The Bangladesh Red Crescent Society (BDRCS) has been assisting the coastal communities who are exposed to cyclone for many years to save livelihoods and relieve the suffering and working to build resilient communities. From December 2018, with support from International Federation of Red Cross and Red Crescent Societies (IFRC), German Red Cross (GRC) and Red Cross Red Crescent (RCRC)
Climate Centre, BDRCS has been actively participating to reduce the impact of cyclone on the vulnerable people of 13 sea facing coastal districts.

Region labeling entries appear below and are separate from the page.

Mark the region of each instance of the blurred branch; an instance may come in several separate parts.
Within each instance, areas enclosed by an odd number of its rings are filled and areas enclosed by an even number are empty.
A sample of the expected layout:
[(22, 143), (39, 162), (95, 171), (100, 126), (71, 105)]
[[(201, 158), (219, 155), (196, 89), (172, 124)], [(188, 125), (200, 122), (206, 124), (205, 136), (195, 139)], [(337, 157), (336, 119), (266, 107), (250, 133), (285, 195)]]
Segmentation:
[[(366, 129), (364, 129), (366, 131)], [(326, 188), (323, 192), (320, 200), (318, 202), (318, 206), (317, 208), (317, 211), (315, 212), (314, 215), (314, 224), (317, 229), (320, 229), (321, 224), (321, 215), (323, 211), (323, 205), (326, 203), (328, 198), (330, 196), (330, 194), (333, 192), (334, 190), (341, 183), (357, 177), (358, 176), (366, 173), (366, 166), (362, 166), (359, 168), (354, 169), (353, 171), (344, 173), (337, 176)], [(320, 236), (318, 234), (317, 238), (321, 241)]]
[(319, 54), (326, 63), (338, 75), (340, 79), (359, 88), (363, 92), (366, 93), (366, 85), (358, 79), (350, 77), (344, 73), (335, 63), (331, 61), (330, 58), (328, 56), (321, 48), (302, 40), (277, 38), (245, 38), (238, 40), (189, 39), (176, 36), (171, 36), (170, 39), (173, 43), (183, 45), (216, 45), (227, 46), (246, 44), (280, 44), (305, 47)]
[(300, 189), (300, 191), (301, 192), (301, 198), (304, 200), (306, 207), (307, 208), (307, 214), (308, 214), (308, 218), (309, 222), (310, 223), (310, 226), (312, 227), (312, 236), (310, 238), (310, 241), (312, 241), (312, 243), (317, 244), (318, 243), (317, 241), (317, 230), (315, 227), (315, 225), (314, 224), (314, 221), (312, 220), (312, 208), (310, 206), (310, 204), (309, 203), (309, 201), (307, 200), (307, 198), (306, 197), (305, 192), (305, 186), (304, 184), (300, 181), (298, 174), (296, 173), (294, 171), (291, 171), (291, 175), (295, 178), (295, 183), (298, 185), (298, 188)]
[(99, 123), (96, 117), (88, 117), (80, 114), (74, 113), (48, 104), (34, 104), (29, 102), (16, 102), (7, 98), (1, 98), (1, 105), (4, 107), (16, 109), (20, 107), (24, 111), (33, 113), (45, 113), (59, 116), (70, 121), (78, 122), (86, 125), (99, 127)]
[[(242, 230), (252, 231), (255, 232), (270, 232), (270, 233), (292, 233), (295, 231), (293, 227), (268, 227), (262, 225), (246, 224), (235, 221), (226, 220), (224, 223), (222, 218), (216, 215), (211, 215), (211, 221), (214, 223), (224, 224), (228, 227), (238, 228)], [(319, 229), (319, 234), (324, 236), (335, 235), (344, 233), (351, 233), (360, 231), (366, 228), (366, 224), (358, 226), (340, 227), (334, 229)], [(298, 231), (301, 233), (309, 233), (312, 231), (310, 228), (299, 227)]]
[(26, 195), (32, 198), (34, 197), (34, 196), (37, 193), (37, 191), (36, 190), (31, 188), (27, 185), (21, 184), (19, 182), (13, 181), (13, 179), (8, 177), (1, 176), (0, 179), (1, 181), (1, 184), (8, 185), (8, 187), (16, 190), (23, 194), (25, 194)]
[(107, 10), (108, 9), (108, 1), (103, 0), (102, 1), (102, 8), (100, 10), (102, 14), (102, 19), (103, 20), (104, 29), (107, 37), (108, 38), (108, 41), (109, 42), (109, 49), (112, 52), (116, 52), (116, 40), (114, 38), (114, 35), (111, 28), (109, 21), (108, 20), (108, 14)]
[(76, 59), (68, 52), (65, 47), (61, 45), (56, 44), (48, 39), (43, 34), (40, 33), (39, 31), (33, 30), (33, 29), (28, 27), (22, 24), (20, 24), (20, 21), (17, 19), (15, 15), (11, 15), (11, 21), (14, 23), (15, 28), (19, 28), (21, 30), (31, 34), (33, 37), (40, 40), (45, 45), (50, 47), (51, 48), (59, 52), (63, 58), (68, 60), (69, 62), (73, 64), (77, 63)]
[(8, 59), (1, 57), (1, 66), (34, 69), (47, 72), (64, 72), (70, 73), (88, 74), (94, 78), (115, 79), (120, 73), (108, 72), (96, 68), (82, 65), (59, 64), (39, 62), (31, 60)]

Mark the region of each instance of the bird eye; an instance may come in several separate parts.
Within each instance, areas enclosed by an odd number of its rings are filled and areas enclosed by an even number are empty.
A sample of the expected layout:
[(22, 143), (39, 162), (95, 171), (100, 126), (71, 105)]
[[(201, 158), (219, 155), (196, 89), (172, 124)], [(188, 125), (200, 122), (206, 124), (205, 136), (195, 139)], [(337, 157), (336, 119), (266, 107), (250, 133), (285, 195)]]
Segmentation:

Using pre-defined mechanism, the Early Action Protocol (EAP), the scientific trigger, cyclone impact map developed by the Forecast based Financing (FbF) technical team, BDRCS could allocate humanitarian aid to the high forecasted impact areas before cyclone strikes.
On 16 May 2020, a disturbance was formed in the Bay of Bengal near Andaman and Nicobar Islands. World Meteorological Organization (WMO) named the cyclonic storm as “Amphan” (pronounced as “UMPUN”) which is the first super cyclone after the 1999 Odisha cyclone in the region. The FbF technical team generated monitoring report and impact-based forecasting on every three hours. BMD forecasted on 18 May 2020 that the cyclone turned in to a super cyclonic storm and had a probability to landfall in Bangladesh. Based on the RSMC and BMD forecast track, the FbF technical team prepared an impact map for 13 seas facing districts. Based on the EAP guidelines and forecast impact, it was above 25 per cent of the impact threshold. BDRCS with the support from IFRC, GRC and Climate Centre activated the cyclone EAP for taking early actions to reduce human sufferings.

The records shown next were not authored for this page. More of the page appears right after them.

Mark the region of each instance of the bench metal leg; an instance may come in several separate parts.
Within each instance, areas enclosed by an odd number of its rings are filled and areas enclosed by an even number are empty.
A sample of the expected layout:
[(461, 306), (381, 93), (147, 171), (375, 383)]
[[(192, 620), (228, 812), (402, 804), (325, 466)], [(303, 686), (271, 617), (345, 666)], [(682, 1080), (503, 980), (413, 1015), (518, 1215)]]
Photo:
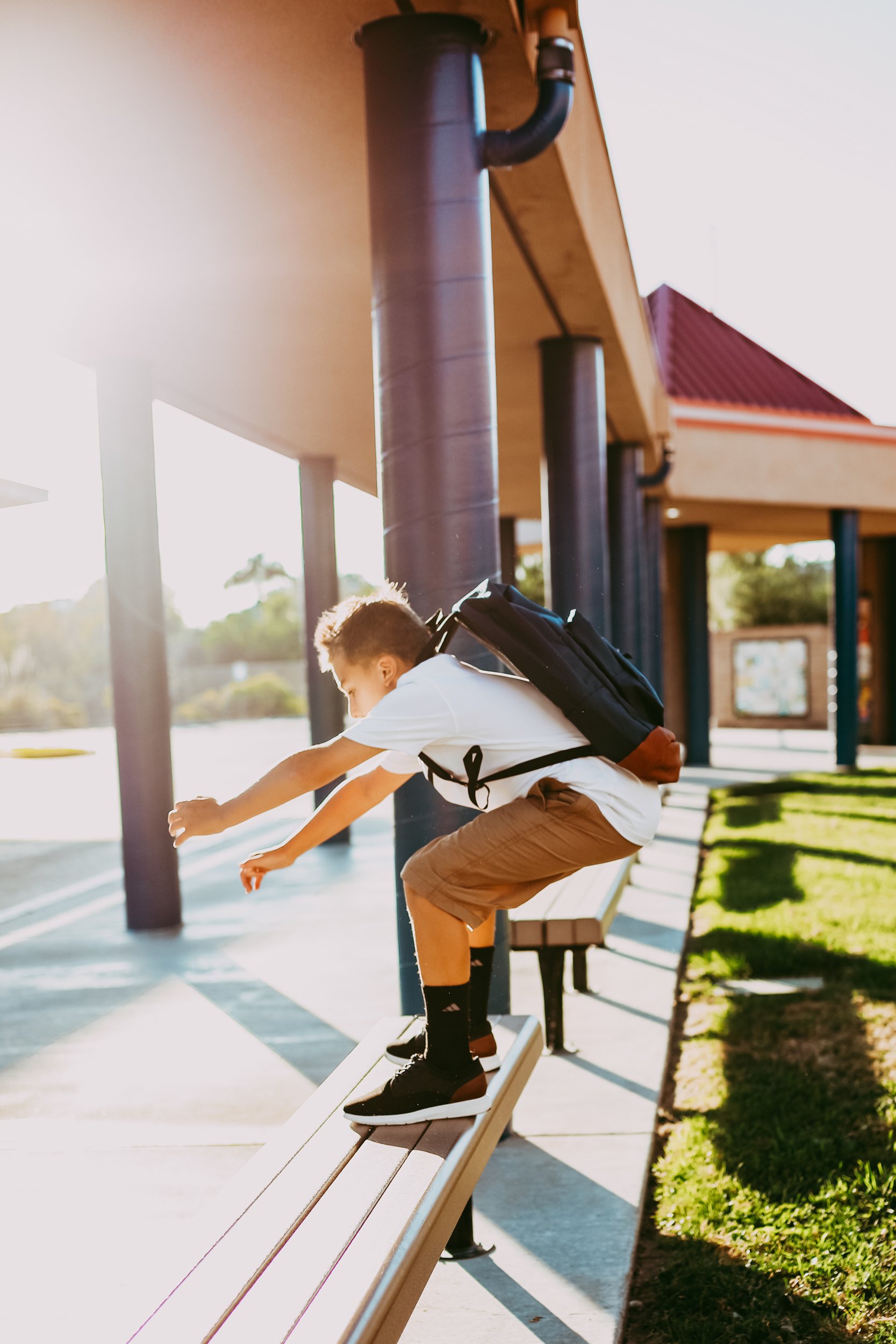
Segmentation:
[(442, 1251), (442, 1259), (476, 1259), (477, 1255), (490, 1255), (494, 1246), (480, 1246), (473, 1241), (473, 1198), (467, 1199), (457, 1227)]
[(544, 1043), (553, 1054), (563, 1046), (563, 966), (566, 948), (539, 948), (539, 969), (544, 995)]

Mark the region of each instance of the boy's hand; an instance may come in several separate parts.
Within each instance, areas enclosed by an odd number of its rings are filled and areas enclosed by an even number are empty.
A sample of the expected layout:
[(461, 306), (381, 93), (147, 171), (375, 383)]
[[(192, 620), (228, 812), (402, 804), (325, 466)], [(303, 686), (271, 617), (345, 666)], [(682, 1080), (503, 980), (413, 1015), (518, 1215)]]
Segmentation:
[(240, 863), (239, 880), (246, 891), (258, 891), (266, 872), (273, 872), (274, 868), (289, 868), (294, 862), (285, 845), (278, 845), (275, 849), (259, 849), (258, 853), (250, 853), (249, 859)]
[(168, 813), (168, 833), (175, 837), (175, 848), (193, 836), (216, 836), (226, 831), (223, 808), (215, 798), (191, 798), (176, 802)]

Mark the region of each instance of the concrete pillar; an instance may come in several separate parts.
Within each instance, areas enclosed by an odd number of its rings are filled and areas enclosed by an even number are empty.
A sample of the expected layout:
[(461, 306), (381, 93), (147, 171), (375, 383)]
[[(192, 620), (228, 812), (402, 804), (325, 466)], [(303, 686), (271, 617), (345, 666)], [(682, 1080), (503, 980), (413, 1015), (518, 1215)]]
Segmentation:
[(149, 367), (101, 364), (97, 411), (128, 927), (176, 929), (180, 883), (168, 835), (171, 708)]
[(638, 456), (638, 448), (634, 444), (610, 444), (607, 446), (613, 642), (626, 657), (641, 667), (642, 519)]
[(641, 657), (642, 671), (662, 699), (662, 500), (642, 497), (643, 509), (643, 581), (641, 586)]
[(611, 630), (607, 417), (603, 348), (588, 337), (541, 341), (544, 578), (560, 616), (580, 610)]
[[(379, 19), (360, 38), (386, 569), (424, 617), (500, 573), (482, 40), (473, 20), (439, 13)], [(455, 644), (486, 665), (478, 645)], [(396, 872), (470, 817), (411, 780), (395, 796)], [(402, 1011), (419, 1012), (398, 888)]]
[(516, 519), (500, 519), (501, 583), (516, 583)]
[[(329, 742), (345, 727), (345, 698), (329, 672), (322, 673), (314, 652), (314, 626), (321, 612), (339, 602), (336, 567), (336, 519), (333, 516), (332, 457), (304, 457), (298, 466), (302, 497), (302, 574), (305, 582), (305, 659), (308, 663), (308, 719), (312, 742)], [(320, 806), (339, 780), (314, 790)], [(328, 844), (345, 844), (348, 827)]]
[(685, 655), (685, 743), (688, 765), (709, 765), (709, 528), (677, 530), (681, 547), (681, 620)]
[(837, 652), (837, 765), (858, 751), (858, 511), (833, 508), (834, 649)]

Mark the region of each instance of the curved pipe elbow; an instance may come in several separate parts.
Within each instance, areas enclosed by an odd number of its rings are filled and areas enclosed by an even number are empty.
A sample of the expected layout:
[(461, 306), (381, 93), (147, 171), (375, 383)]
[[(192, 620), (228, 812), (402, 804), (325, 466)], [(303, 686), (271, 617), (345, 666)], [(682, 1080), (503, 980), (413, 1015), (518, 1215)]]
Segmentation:
[(672, 464), (673, 464), (672, 450), (664, 448), (661, 465), (657, 468), (656, 472), (650, 472), (649, 476), (638, 477), (639, 488), (642, 491), (649, 491), (653, 489), (654, 485), (662, 485), (662, 482), (668, 478), (669, 472), (672, 470)]
[(513, 130), (485, 132), (485, 168), (524, 164), (552, 145), (563, 130), (572, 108), (575, 83), (572, 43), (566, 38), (543, 38), (539, 43), (537, 77), (539, 102), (528, 121)]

Cyclone Amphan caused havoc to the community and household infrastructures and caused further harm to the lives and livelihoods of the people which was already constrained by COVID-19 pandemic. The Government of Bangladesh (GoB) prepared 12,078 cyclone shelters in coastal regions. As per government record, more than 2.4 million people were evacuated, with the help of CPP, BDRCS, Fire Service and Civil Defense (FSCD), Police, Armed Forces, and other organizations, to 14,636 permanent and temporary shelters in 19 coastal districts before the cyclone hit the country's coast. According to the SoS form data of the GoB, cyclone Amphan impacted around 19 districts over the country. Out of these 19 districts, eight districts were among the worst impacted range (from moderate to severe impacts associated with all physical dimensions of the cyclone). Total 154 unions under 34 upazilas (sub-districts) were inundated and 2.6 million peoples were affected. 26 people died in the country due to Amphan. More than 200,000 houses have been fully/ partially damaged; particularly in Satkhira, Jashore, Khulna, Barguna, Bagerhat, Patuakhali, Bhola and Pirojpur districts. With houses damaged and destroyed, people have lost their habitat and the living conditions (sharing space in communal shelters) were not sufficient to maintain reasonable social distance considering the COVID19 pandemic. Around 51,000 hectares crop and vegetable, and prawn and fish cultivation areas were damaged, around 74 per cent households’ food stocks have been destroyed or damaged. 68 per cent agricultural land have been inundated by tidal surge and by saline water. Some 59 per cent of moderate to severe damage on livestock and fisheries production in the affected districts. Cyclone Amphan has destroyed a total of 440 kilometers of road and 76 kilometers of embankment of the coastal area. In the WASH sector, there were 40 thousand toilets and near about 18 tube-well damaged and fully destroyed. 44 per cent educational institutes were fully or partially damaged.